= Helen Wilkes =

American businesswoman and politician (1927–2015)

Helen Wilkes

Helen Wilkes (April 4, 1927 – October 7, 2015) was an American businesswoman, nurse and politician. Wilkes, who served as a city commissioner of West Palm Beach, Florida, from 1976 to 1988, became the city's first female Mayor in 1978.

Wilkes was born Helen Barbour in Fort Valley, Georgia. She had five siblings. She became a nurse and relocated to West Palm Beach, Florida, in 1952 to accept a position as a registered nurse at the city's St. Mary's Hospital. She earned just $175 a month at St. Mary's. However, by taking no days off, she saved enough of her income to purchase a $3,500 house in nearby Lake Park, Florida, which she converted into a nursing home with a capacity for nine residents. Wilkes later recalled in an interview, "For seven years, I worked without a day off. I had a dream, and I wanted to fulfill it." She expanded the facility into the Helen Wilkes Nursing Home, an 85-bed nursing home over the next few decades. Wilkes sold her nursing home in the late 1980s for $3.36 million.

Wilkes next acquired the George Washington Hotel, a troubled, declining flophouse hotel located on Flagler Drive in downtown West Palm Beach during the 1970s. She renovated the hotel, which was in disrepair at the time, and reopened it under a new name, the Helen Wilkes Resident Hotel. She owned and operated the residential retirement hotel for more than 30 years, until the building was purchased by the city government of West Palm Beach and demolished in 2005.
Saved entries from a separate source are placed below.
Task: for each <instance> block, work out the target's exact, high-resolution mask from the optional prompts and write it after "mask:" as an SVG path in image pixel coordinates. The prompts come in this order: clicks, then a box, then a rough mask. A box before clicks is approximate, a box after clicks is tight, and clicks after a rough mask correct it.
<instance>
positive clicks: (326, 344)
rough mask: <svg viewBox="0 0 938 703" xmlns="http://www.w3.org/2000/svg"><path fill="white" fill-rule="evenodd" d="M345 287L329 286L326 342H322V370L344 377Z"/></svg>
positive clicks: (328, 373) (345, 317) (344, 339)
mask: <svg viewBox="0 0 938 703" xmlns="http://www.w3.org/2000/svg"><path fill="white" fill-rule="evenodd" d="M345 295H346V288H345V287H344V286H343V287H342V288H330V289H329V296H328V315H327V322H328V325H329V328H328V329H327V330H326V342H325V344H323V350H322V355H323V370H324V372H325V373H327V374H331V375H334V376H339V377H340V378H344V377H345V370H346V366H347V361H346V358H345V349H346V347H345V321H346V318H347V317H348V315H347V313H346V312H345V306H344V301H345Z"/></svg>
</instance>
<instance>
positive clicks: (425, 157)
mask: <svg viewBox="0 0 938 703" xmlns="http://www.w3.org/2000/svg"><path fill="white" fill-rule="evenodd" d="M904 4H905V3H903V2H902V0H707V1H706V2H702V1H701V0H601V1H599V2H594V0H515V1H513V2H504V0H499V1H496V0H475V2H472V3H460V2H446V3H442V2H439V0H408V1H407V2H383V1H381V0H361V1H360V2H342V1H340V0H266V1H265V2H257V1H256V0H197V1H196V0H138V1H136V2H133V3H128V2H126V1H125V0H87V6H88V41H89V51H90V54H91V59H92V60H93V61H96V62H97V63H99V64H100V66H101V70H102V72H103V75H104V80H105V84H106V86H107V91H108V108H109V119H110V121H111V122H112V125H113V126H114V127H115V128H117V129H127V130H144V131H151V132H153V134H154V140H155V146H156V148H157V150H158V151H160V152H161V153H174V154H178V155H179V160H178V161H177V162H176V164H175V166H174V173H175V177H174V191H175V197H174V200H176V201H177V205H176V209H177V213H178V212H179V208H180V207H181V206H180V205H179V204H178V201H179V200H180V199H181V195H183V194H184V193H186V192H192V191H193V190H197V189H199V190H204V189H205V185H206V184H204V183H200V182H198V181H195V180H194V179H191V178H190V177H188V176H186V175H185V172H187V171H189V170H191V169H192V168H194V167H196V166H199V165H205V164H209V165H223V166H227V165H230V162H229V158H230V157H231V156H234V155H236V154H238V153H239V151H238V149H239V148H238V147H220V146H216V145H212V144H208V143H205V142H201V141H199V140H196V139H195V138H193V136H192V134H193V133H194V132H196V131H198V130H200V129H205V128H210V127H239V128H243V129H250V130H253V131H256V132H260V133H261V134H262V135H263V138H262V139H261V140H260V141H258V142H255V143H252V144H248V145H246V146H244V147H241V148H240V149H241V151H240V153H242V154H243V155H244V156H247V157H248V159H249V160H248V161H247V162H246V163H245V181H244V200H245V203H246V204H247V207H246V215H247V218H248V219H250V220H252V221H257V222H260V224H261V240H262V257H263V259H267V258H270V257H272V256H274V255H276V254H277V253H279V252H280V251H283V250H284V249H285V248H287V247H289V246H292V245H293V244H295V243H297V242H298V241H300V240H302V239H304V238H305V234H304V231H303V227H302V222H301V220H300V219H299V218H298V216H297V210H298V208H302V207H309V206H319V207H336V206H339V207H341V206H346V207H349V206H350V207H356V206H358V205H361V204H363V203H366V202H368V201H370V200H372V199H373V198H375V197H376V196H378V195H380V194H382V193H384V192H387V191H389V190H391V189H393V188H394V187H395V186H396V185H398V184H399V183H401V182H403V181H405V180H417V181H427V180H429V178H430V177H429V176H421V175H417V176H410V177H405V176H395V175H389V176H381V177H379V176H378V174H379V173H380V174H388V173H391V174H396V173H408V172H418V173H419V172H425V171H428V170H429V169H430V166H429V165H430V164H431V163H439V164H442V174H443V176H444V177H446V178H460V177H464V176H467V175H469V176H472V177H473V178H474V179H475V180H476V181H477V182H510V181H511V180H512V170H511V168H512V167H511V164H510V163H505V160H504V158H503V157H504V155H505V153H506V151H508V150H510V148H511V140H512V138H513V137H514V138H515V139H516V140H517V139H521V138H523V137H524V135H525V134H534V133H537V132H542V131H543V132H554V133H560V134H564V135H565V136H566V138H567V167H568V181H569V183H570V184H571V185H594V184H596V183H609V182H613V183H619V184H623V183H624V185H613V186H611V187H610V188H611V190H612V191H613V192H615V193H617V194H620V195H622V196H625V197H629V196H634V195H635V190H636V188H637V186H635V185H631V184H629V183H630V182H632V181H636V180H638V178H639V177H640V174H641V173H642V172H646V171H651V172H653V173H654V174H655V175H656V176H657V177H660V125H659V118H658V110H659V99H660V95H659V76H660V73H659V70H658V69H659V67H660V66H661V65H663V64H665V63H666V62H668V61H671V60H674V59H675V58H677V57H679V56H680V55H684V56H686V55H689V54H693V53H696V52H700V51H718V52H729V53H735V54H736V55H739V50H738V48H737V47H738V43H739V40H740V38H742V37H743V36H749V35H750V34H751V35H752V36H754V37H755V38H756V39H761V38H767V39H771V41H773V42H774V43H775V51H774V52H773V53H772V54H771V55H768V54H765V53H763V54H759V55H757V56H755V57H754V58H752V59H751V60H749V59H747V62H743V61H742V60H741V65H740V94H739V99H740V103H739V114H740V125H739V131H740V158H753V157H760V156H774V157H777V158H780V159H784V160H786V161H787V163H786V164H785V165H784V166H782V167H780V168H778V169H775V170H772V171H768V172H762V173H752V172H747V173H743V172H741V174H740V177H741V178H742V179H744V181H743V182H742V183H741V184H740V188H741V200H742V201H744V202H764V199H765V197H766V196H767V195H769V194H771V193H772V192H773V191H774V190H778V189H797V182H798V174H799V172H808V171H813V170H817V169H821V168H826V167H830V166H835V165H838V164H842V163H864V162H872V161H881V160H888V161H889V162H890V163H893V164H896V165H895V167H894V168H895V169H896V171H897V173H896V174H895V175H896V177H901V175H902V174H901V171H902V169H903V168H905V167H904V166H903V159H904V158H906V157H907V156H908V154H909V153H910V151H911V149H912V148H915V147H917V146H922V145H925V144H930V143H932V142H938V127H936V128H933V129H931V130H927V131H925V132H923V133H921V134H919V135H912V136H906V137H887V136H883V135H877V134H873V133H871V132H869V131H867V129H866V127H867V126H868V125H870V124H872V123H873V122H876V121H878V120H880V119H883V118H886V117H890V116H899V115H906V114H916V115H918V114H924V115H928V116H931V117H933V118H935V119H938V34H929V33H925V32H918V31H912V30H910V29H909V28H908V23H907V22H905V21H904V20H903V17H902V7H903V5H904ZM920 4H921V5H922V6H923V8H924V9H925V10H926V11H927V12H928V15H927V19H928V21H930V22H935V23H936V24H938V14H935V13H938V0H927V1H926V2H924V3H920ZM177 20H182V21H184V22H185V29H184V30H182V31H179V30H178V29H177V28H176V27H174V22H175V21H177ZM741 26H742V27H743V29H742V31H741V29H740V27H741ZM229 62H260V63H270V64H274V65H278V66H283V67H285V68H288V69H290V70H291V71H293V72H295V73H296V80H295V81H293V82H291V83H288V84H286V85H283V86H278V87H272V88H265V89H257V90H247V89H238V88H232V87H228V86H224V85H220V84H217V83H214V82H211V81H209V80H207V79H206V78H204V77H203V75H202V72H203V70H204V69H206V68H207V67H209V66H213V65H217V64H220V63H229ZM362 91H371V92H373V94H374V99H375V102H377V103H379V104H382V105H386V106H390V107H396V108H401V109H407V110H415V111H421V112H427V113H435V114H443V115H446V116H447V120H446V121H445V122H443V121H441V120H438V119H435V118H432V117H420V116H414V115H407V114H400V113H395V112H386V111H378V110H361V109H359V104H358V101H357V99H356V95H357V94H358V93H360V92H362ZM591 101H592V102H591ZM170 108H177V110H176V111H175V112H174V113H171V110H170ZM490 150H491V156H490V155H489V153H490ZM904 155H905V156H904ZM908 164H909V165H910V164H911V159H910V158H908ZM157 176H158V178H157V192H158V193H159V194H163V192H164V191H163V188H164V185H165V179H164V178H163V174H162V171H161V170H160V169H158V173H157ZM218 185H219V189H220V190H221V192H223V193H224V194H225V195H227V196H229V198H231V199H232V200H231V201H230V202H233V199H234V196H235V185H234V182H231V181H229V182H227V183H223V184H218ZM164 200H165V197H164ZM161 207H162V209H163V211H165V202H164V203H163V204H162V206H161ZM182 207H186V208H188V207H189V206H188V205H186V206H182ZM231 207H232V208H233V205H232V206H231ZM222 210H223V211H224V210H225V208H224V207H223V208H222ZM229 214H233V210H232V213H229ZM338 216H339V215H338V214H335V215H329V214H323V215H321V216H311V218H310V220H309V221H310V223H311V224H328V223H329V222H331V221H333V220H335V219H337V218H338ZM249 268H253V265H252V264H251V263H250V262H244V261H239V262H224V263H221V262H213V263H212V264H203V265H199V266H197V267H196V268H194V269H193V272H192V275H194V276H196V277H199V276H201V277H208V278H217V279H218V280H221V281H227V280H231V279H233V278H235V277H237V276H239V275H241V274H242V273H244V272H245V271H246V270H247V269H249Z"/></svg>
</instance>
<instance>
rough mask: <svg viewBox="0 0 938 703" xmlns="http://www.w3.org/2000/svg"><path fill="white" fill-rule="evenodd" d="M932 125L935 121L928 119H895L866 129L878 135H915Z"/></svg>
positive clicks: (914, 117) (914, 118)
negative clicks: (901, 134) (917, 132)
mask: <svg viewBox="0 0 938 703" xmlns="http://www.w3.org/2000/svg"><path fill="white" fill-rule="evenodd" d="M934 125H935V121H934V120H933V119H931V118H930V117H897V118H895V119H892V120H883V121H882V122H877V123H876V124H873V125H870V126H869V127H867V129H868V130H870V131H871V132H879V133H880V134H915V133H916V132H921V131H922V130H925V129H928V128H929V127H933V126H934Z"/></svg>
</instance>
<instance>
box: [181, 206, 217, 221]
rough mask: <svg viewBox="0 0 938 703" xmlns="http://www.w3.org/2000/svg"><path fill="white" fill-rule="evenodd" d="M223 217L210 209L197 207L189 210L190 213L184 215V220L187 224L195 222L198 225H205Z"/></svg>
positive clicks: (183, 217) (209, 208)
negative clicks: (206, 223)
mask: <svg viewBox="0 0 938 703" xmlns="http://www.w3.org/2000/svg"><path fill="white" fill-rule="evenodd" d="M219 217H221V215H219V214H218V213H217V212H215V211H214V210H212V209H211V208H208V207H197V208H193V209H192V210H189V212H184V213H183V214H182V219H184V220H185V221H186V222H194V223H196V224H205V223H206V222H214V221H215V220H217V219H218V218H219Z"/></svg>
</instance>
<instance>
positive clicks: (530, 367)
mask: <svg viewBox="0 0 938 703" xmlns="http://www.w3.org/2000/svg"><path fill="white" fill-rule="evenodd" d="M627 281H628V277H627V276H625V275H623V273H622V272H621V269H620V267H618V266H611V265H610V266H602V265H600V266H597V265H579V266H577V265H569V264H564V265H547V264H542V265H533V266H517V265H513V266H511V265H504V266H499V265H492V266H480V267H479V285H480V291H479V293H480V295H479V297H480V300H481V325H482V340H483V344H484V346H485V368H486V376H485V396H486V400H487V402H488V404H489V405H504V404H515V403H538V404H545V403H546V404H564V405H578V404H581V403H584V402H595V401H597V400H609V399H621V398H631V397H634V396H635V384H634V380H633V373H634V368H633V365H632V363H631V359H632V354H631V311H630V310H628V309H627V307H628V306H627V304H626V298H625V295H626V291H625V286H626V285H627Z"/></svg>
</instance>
She was best known for her political career in city government. She first joined the West Palm Beach City Commission in 1976, ultimately serving on the commission from 1976 to 1987. She was elected West Palm Beach's first female Mayor by the City Commission on March 30, 1978.

In a 1987 interview, Wilkes considered her greatest political achievements to be the creation of West Palm Beach's first crime watch patrol. Wilkes also worked with Eva Williams Mack, who was elected West Palm Beach's first African-American Mayor by the City Commission on March 25, 1982, to improve relations between the city's black and white communities. Wilkes retired from the City Commission on Thursday, March 24, 1988.

Helen Wilkes died on October 7, 2015, at age 88.